Garion turned it over carefully in his mind. "You were Garath," he mused thoughtfully, "but the God Aldur changed your name to Belgarath. Zedar was Zedar first and then Belzedar - and then he went back to being Zedar again."

 

"And in my old tribe, Polgara would have just been Gara. Pol is like Bel. The only difference is that she's a woman. Her name comes from mine - because she's my daughter. Your name comes from mine, too."

 

"Garion-Garath," the boy said. "Belgarath-Belgarion. It all fits together, doesn't it?"

 

"Naturally," the old man replied. "I'm glad you noticed it."

 

Garion grinned at him. Then a thought occurred. "But I'm not really Belgarion yet, am I?"

 

"Not entirely. You still have a way to go."

 

"I suppose I'd better get started then." Garion said it with a certain ruefulness. "Since I don't really have any choice."

 

"Somehow I knew that eventually you'd come around," Mister Wolf said.

 

"Don't you sometimes wish that I was just Garion again, and you were the old storyteller coming to visit Faldor's farm - with Aunt Pol making supper in the kitchen as she did in the old days - and we were hiding under a haystack with a bottle I'd stolen for you?" Garion felt the homesickness welling up in him.

 

"Sometimes, Garion, sometimes," Wolf admitted, his eyes far away.

 

"We won't ever be able to go back there again, will we?"

 

"Not the same way, no."

 

"I'll be Belgarion, and you'll be Belgarath.
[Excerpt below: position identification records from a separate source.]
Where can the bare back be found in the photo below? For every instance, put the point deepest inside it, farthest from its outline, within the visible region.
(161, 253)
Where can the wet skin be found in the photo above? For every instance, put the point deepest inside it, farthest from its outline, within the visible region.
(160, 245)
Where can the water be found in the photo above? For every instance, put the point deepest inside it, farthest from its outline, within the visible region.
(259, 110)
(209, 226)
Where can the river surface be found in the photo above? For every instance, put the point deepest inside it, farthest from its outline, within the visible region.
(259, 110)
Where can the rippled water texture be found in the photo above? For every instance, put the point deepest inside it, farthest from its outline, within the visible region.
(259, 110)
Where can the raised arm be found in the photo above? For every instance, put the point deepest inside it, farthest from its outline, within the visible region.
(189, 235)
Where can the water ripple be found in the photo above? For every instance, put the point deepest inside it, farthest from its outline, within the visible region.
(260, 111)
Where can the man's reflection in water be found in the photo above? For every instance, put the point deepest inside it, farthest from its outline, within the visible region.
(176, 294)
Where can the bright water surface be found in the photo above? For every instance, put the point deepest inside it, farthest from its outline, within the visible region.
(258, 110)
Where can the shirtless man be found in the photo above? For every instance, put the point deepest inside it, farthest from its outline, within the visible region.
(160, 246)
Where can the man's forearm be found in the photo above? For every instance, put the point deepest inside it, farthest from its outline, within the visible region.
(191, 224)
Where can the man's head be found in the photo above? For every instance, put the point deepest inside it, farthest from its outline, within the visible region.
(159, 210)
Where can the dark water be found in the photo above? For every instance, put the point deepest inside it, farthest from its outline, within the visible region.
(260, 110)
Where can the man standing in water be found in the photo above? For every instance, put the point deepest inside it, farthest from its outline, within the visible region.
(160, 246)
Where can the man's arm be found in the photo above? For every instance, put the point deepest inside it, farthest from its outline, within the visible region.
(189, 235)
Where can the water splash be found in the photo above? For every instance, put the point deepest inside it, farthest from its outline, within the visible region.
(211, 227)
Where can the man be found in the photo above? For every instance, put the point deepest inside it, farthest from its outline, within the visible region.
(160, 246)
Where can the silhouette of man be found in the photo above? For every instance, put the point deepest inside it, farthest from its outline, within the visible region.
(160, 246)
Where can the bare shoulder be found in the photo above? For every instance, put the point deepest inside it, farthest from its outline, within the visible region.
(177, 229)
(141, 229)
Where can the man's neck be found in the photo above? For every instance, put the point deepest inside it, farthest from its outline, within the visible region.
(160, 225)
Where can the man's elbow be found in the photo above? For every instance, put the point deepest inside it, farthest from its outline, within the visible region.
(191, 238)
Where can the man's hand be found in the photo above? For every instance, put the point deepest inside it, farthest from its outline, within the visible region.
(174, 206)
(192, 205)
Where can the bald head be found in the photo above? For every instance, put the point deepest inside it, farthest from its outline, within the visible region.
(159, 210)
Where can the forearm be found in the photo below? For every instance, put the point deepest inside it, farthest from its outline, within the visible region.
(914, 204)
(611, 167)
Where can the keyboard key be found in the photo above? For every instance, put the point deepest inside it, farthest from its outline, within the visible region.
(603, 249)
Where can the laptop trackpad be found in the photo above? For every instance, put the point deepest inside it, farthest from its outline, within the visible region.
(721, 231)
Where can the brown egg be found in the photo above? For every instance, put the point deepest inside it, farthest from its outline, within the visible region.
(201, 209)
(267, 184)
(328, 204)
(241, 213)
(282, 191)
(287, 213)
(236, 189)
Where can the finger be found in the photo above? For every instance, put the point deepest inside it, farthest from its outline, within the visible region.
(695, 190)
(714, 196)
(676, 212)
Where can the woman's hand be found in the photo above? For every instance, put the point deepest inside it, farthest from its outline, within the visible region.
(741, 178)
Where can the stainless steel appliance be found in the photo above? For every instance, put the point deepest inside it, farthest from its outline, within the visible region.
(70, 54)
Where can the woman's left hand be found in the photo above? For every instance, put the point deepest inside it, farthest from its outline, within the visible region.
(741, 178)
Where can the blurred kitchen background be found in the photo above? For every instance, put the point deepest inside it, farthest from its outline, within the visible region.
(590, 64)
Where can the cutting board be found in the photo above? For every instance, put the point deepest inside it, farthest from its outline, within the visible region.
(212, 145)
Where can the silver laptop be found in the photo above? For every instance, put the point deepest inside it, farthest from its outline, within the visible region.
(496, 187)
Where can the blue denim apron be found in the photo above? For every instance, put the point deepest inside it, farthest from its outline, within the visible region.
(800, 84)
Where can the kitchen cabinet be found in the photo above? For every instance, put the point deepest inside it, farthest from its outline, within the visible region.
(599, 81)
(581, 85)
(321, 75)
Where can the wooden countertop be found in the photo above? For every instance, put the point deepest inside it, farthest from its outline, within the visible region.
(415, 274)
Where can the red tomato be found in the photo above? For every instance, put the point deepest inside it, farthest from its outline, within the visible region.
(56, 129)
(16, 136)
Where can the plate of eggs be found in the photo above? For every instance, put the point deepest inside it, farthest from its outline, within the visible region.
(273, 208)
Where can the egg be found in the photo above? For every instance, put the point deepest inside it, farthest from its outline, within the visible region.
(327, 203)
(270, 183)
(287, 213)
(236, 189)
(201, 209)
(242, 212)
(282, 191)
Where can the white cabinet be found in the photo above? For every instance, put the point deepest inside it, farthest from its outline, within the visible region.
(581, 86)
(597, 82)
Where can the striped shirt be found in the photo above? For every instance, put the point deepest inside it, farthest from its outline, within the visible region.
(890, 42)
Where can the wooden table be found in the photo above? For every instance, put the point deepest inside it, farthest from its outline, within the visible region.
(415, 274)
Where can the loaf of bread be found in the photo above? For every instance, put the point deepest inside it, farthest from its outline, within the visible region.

We won't even be the same people any more."

 

"Everything changes, Garion," Belgarath told him.

 

"Show me the rock," Garion said suddenly.

 

"Which rock?"

 

"The one Aldur made you move - the day you first discovered the power."

 

"Oh," Belgarath said, "that rock. It's right over there - the white one. The one the colt's sharpening his hooves on."

 

"It's a very big rock."

 

"I'm glad you appreciate that," Belgarath replied modestly. "I thought so myself."

 

"Do you suppose I could move it?"

 

"You never know until you try, Garion," Belgarath told him.